CU gay literature class a target of conservative group's ire
Brittany Anas, Daily Camera
Published February 12, 2007 at midnight
BOULDER - During a literature class last week at the University of Colorado, Jesse Stommel's students filled up two chalkboards with definitions of what "queer" means to them.
The responses ranged from "gay" to one student associating the word with old British people eating crumpets.
A conservative group that is critical of what it sees as liberal bias in college classrooms gave the CU course - "Introduction to Lesbian, Bisexual and Gay Literature" - a dishonorable mention in its recent "Dirty Dozen" project, in which the group surveyed class titles and syllabi nationwide.
The Young America's Foundation says the courses on its list are "bizarre."
Stommel and his students' response? "Thanks!"
"They called us bizarre," Stommel said. "I'm so proud. I'm a lover of words. What better compliment is there than to be called bizarre?"
Students in the CU course defend it, saying it challenges their minds and perceptions of identity with lively class discussions fueled by different viewpoints. Sure, a few said, the course may be skewed to the left, but that balances out others that tilt in the opposite direction.
The literature class didn't make it onto the conservative group's list of the 12 most egregious courses - which was topped by "The Phallus" at Occidental College in Los Angeles.
But it did join eight other schools on the dishonorable- mention list, including the University of California-Berkeley's "Sex Change City: Theorizing History in Genderqueer San Francisco" and Swarthmore College's "Peace Study in Action."
The syllabus for the lower-division elective at CU includes reading poetry from Walt Whitman, believed by some to be gay, to a book by modern novelist Virginia Woolf, who had an affair with a woman. The students also dissect films such as the gay cowboy hit Brokeback Mountain and Boys Don't Cry, a movie about a transgendered teenager.
The Washington, D.C.-based Young America's Foundation says there's no room in higher education for students to be studying topics such a gay literature.

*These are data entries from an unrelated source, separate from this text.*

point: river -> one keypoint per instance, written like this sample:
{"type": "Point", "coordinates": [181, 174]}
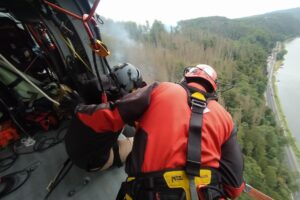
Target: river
{"type": "Point", "coordinates": [288, 84]}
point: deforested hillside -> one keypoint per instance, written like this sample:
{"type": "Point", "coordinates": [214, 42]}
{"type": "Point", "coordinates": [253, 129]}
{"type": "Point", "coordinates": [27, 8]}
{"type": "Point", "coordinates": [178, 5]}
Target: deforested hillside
{"type": "Point", "coordinates": [238, 49]}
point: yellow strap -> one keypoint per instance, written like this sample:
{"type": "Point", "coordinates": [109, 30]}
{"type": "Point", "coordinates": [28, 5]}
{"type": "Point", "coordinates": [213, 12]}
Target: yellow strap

These courses replace traditional scholarship and gobble up money and professors' time, says the group's spokesman, Jason Mattera.
Mattera points to a recent poll that shows Americans are more likely to come up with the names of characters on The Simpsons than freedoms protected by the First Amendment.
"There are a lot of soft courses," Mattera said. "Classes in American history go by the wayside."
He also says the Dirty Dozen courses are part of liberal educators' obsession with dividing people on the basis of race, sexuality and gender - their "holy trinity," as he calls it.
Mattera said the courses are filled with readings from leftist authors, and absent from class are opposing viewpoints, like an anti-gay marriage voice in a gay theory class.
"If you want to join the echo chamber, take these courses," he said.
Not so, says Stommel and his students.
"I'm not training them to be my automatons," Stommel said. "These students aren't an army of gay robots."
About 35 students are enrolled in the course, which consistently has a waiting list.